Water and Reflection
Netherlands, Amsterdam

Amsterdam was the venue for this 2023 exhibition, which took water, glass and mirror as both motif and conceptual frame.

Canals, windows and reflective surfaces recurred across media, with an interest in how the image doubles and fragments. The installation used natural light and simple hanging to reinforce themes of transparency and depth.

Dutch coverage emphasised the show’s coherence with local traditions of light and reflection while remaining clearly rooted in current concerns.

Tradition as Material
Japan, Tokyo

Tokyo hosted this project in 2022, centring on the use of traditional formats and materials within a contemporary practice.

Works referenced scroll formats, single-sheet composition and particular pigments, without pastiche. The aim was to treat tradition as a set of constraints that could generate new solutions rather than as a style to imitate.

Japanese commentators highlighted the dialogue between Western and Eastern pictorial space and the role of the hand in an age of digital reproduction.

Scale and the Body
USA, New York

New York saw this exhibition in 2021, with an emphasis on how scale shifts meaning when the human body is the constant reference.

Small panels and large canvases shared the same room; some pieces invited close looking, others demanded distance. The selection included both intimate portraits and architectural or abstract elements that echoed bodily proportion.

Discussion in the US focused on the relationship between studio scale and the scale of the city and the screen.

Narrative and Silence
UK, London

Staged in London in 2020, the exhibition brought together figurative work that hovers between storytelling and refusal to explain.

Figures appear in mid-gesture or at rest; backgrounds are often reduced to tone or pattern. Text and caption were deliberately omitted so that each piece could hold its own ambiguity. The show argued for narrative as suggestion rather than illustration.

Reviews stressed the economy of means and the viewer’s role in completing the scene.

Between Interior and Street
Spain, Madrid

Presented in Madrid in 2019, this body of work examined the threshold between domestic space and public life.

Paintings and works on paper moved from windowsills and doorways out into plazas and markets, keeping a consistent interest in framing and the edge of the visible.
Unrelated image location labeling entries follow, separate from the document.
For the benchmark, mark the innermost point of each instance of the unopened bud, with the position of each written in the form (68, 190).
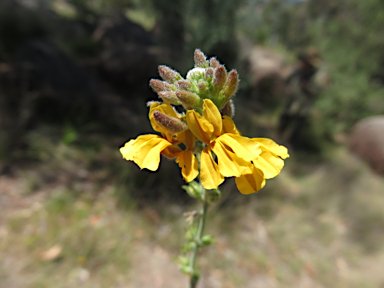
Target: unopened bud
(214, 63)
(209, 73)
(220, 77)
(202, 86)
(200, 59)
(169, 75)
(229, 109)
(183, 84)
(169, 97)
(230, 86)
(188, 99)
(159, 86)
(171, 124)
The installation used simple partitions to create a rhythm of open and closed views.

Spanish critics linked the approach to a renewed attention to the everyday in Iberian painting and photography.

Fragments of the Eternal City
Italy, Rome

Rome hosted this exhibition in 2018–2019, with works that responded directly to the city’s layers of history and myth.

Pieces combined archival imagery, site-specific notes and traditional media to ask how contemporary vision meets ancient stone and narrative. The show did not seek to illustrate Rome but to register the experience of moving through it.

Curators placed emphasis on duration and repetition: the same corners and passages revisited across seasons.

Light and Shadow in the Atelier
France, Paris

Shown in Paris from late 2017 through early 2019, this selection focused on studio practice and the play of natural light on canvas and paper.

Visitors encountered a series of studies made in a single north-facing space over two years, alongside larger pieces that carried those experiments into colour and scale. The curation emphasised process rather than finished statements.

French press noted the show’s quiet insistence on observation as a form of resistance to speed and spectacle.

Inhabitants of Megacities
Germany, Berlin

The exhibition was present in various locations in Berlin in September 2016 and from October 2017 to January 2018.

Urban life and the human figure in crowded spaces formed the core of this show. Works on display explored how identity shifts when we move through transit hubs, streets and rooftops, with a focus on drawing and mixed media.

Critical response highlighted the tension between intimacy and anonymity, and the way the city itself became both subject and stage.